We next determined if interactions between the enhancers and promoters had changed. Capture-C, a sensitive assay to detect physical interactions between selected regions of chromatin, was performed.¹⁴  When capturing from the intact α-globin promoters, present only on 1 allele in cis with the R2 deletion, no interactions with R2 were detected. This clearly shows that the single copy of R2 in trans on the --^SEA allele was not interacting with the α-globin genes on the other allele and therefore not driving α-globin expression. Surprisingly, when compared with 3 normal controls, interactions between the α-globin promoters and the intact R1, R3, and R4 enhancers on the (αα)^ALT allele were also reduced rather than enhanced as might be expected if they were compensating for the loss of R2 (Figure 1C).

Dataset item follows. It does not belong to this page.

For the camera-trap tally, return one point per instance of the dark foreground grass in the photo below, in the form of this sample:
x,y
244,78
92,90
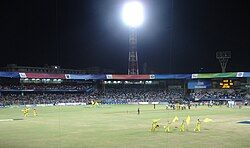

Why was the phenotype not as severe as expected? The patient appears to have a well-compensated hemolytic anemia with no evidence of significant ineffective erythropoiesis. The α/β-globin mRNA ratio was lower than reported from most patients with HbH disease.¹  ζ-globin was not significantly activated to compensate for the loss of α-globin (supplemental Figure 2A-C). One ameliorating factor may have been the co-inheritance of the β^E mutation that acts as a mild form of β-thalassemia, thereby reducing globin imbalance. In the absence of evidence for compensation via the remaining enhancers, an only mildly raised RBC (5.85 × 10¹² cells per liter) and a normal erythropoietin level (14 IU/L) at diagnosis, it seems most likely that the relatively mild clinical phenotype occurs because of selection of red cells with the least globin chain imbalance. Interestingly the α/β-globin mRNA ratio in the patient was more balanced in peripheral blood than in CD34⁺ culture-derived erythroid precursors (supplemental Figure 1B). Because there will be a normal distribution of the α/β globin ratios around the mean in any population of erythroid precursors, this selective process at the cellular level may play an important role in this remarkable clinical phenotype. Another contributing factor may be that the patient’s genotype is similar to that seen in individuals with AE Bart disease, in which a severe reduction in α-globin synthesis occurs in combination with the β^E mutation. Although the patient has more severe thalassemia than previously described in these cases owing to her unique genotype, individuals with α-thalassemia who co-inherit β-thalassemia may have a milder phenotype than otherwise expected.¹² 

In summary, these findings support the conclusion that the enhancer elements in the human α-globin locus contribute ∼10% (R1), 90% (R2), <2% to 3% (R3), and <2% to 3% (R4) to transcription compared with 40% (R1), 50% (R2), <2% to 3% (R3), and 10% (R4) in mouse.¹⁰  They also show that, although at some loci, compensation in gene expression may be mediated by enhancer redundancy, other pathophysiological mechanisms may compensate in whole organ/cell systems. Finally, these results show that when evaluating the effects of enhancers on gene expression, it is important to consider other influences on the ultimate cellular and organismal phenotype.